Junkyard Reef-Dogs Like to Play Rough
That was enough to have Olsen end overnights on the reef and move the mothership back to the protected anchorage at Lizard, for comfortable evenings but longer runs (of 10 to 15 miles) in the fishing boats to access the barrier-reef grounds (good fishing areas closer to Lizard are generally in a "green zone" closed to fishing) or on out to blue water. By the fifth day, the wind still howling, we punched through four to sixes (they'd be bigger going back) in the 27 Contender. Once at the reef, we ventured outside a pass where we faced (and faced into) 10-foot swells rolling in. Capt. Tim Baker positioned us as close to the reef as safety permitted.
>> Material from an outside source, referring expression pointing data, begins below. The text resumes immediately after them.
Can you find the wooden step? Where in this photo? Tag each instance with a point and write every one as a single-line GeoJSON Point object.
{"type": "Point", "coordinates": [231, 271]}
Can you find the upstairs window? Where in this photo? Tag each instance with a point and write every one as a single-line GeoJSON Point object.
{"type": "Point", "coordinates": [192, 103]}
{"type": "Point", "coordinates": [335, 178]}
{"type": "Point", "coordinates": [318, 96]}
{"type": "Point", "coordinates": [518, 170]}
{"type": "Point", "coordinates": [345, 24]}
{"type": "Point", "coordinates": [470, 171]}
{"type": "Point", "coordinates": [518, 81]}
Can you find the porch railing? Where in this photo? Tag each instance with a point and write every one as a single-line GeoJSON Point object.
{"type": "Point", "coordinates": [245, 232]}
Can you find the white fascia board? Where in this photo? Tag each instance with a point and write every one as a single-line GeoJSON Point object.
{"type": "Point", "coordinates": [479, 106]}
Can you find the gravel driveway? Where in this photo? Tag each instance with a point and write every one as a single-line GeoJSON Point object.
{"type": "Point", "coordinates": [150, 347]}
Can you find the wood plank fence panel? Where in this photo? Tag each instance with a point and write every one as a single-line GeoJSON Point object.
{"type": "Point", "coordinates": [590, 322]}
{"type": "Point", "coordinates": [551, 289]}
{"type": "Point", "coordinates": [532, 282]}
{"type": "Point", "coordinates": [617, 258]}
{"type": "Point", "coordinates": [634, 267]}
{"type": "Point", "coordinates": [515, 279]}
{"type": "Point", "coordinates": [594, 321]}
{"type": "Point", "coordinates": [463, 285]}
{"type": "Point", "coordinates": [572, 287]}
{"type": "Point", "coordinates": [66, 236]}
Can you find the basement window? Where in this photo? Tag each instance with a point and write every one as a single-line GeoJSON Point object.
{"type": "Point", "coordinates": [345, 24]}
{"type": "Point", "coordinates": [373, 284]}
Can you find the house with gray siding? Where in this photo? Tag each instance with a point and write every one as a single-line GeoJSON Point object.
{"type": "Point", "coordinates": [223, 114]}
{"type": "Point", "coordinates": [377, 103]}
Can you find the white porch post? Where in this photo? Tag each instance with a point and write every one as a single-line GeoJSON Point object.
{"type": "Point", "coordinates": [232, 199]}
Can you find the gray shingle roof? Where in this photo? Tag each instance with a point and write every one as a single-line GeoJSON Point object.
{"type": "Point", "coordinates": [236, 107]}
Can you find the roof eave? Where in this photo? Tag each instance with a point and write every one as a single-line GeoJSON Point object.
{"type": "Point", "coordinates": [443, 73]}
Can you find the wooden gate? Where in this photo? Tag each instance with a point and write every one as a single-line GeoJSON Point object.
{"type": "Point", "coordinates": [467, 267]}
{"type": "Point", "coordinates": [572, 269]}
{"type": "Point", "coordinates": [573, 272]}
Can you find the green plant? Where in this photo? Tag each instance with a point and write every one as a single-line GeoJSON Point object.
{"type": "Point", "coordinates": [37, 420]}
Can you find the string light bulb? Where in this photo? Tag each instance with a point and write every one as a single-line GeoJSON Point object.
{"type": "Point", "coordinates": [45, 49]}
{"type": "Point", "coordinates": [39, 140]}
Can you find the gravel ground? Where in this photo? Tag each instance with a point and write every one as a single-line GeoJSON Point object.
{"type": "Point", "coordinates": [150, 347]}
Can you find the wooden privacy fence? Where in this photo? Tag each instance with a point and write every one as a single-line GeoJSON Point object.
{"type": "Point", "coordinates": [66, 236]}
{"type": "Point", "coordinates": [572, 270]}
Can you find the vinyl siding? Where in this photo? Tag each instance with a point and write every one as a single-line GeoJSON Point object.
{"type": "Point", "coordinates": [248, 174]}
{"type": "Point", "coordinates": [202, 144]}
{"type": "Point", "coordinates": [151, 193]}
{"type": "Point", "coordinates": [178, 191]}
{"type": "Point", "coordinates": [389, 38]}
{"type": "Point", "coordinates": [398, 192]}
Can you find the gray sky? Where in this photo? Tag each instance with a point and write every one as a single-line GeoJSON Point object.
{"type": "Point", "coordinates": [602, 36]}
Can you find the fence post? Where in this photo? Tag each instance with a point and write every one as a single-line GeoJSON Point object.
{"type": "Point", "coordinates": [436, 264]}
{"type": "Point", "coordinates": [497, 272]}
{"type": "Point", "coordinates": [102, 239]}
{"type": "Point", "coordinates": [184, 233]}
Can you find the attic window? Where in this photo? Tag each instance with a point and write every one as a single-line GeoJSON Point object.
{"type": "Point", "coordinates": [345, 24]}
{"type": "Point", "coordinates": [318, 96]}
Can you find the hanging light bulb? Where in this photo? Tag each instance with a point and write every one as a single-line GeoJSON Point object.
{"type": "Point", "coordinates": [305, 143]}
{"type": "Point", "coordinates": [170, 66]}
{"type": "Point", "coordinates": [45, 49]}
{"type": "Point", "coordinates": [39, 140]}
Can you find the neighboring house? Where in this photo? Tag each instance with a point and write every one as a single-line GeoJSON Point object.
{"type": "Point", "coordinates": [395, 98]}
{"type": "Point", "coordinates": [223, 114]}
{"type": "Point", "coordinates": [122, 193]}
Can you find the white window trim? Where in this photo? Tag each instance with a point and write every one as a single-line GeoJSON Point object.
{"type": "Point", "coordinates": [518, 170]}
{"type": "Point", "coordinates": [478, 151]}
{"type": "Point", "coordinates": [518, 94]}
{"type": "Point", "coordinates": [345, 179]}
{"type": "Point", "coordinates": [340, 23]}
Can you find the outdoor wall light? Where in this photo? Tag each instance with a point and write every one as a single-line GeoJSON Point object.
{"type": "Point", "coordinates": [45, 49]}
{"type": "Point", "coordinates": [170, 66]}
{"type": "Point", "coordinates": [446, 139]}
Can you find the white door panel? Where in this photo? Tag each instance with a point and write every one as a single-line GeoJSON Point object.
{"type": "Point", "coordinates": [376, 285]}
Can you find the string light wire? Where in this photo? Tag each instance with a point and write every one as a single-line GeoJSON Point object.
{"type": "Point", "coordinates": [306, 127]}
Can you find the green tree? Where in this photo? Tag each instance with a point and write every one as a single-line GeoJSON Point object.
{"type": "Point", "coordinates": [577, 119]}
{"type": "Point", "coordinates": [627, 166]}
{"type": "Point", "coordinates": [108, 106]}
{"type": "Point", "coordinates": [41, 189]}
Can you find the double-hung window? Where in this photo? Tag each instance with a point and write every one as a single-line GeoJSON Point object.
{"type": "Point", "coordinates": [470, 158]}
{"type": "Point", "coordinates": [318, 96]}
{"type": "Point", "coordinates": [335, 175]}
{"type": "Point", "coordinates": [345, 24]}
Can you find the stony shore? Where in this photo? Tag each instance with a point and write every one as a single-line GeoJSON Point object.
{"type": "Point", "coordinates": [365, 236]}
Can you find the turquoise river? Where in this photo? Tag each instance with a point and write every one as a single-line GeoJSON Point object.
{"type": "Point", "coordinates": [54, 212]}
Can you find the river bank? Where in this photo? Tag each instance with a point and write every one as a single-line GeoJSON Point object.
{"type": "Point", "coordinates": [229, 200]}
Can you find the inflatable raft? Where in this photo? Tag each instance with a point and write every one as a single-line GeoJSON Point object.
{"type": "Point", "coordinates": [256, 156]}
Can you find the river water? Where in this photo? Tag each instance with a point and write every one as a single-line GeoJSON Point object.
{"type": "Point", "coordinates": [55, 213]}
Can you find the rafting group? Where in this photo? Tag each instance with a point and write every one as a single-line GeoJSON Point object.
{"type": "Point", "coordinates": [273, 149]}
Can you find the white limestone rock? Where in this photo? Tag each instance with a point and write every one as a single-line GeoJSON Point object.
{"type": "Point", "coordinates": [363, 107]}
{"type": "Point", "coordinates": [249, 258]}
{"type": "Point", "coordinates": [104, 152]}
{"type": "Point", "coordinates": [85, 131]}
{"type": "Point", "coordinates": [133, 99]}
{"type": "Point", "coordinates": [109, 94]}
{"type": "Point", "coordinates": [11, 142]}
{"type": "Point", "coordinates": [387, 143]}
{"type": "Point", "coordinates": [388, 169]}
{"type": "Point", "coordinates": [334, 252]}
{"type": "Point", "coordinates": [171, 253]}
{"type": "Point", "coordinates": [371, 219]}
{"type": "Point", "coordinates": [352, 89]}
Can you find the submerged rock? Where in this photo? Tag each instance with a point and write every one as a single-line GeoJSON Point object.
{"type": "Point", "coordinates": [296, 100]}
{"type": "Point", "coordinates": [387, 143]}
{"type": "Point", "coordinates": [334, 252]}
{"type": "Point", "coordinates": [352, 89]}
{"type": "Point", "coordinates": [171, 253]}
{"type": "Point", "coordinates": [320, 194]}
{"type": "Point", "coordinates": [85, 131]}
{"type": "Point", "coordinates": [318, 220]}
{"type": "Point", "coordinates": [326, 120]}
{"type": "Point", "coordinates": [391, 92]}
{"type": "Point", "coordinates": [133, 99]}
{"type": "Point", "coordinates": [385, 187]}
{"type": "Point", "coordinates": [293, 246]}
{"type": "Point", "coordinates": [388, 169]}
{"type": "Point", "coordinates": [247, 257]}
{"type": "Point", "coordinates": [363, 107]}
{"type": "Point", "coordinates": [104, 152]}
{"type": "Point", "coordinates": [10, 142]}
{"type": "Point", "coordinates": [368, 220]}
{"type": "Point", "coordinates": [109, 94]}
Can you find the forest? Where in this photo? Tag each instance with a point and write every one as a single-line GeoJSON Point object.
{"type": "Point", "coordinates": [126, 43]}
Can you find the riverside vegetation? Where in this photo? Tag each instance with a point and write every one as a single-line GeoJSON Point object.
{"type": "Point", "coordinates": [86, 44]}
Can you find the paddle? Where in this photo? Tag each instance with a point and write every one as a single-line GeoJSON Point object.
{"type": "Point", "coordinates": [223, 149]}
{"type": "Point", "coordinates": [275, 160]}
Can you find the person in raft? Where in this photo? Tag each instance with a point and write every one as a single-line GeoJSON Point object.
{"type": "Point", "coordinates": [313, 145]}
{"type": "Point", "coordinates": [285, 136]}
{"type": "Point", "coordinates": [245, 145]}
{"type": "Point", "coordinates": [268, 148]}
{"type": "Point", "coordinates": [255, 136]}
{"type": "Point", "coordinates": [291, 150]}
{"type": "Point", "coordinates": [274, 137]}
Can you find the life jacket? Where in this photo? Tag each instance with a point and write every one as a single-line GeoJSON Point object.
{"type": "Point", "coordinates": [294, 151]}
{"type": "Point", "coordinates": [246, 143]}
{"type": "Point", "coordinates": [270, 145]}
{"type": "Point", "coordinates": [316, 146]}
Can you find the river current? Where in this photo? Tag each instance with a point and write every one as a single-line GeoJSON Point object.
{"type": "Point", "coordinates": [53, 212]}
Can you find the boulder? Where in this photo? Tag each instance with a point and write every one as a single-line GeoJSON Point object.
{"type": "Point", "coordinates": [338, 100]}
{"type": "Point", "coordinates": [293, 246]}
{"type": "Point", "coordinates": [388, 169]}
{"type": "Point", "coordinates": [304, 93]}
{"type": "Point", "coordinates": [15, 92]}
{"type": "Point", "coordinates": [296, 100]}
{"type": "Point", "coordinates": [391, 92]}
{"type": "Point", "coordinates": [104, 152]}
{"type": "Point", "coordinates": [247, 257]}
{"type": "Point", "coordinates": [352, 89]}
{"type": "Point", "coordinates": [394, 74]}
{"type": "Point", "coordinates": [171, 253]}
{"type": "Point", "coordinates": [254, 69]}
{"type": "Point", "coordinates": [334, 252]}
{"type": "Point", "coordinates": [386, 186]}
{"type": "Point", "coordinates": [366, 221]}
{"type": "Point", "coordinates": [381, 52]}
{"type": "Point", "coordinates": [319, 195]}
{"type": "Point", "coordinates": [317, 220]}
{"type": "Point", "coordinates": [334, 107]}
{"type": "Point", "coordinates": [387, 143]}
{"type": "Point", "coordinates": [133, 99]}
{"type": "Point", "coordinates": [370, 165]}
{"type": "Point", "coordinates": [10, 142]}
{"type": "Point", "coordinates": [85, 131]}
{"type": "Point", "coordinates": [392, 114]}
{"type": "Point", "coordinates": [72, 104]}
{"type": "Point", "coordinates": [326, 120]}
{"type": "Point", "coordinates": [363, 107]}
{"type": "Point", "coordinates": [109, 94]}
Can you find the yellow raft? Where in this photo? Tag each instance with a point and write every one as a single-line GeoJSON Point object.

The wind turned each good cast into something spectacular, allowing us to toss heavy lures 150 to 200 feet off the stern into the breaking surf.

That anything might survive in such a maelstrom seemed hard to imagine. But our quarry were GTs, those big, bad junkyard reef-dogs. "Try to get your lures right up on the reef," hollered Baker, against the wind. GTs seem to thrive right in that zone where breakers pound the coral - where a man would be instantly torn to shreds. No doubt about it: GTs like it rough.

We caught several of the beasts to 80 pounds or so, hooked others and saw many we missed. But just catching sight of two or three large, ominous, dark shapes surfing down an incoming curler to charge a noisy topwater or flashy minnow plug is a truly breathtaking experience.

Olsen had skippered the Fascination, a 51-foot Riviera convertible, out to blue water. Conditions, he told me that evening, were "about as rough as I've fished out there." But it paid off for the anglers who wanted to tangle with big marlin (as their photos showed); the largest the boat tagged that day was more than 800 pounds.

All too quickly - as no doubt every angler who spends a week on the Odyssey has noticed - a week flashed by. But it's a week that will loom large in my mental Hall of Fishing Memories. A week fishing this proving grounds - with its relentless take-no-prisoners action - will test tackle, rigs, techniques and you, as an angler.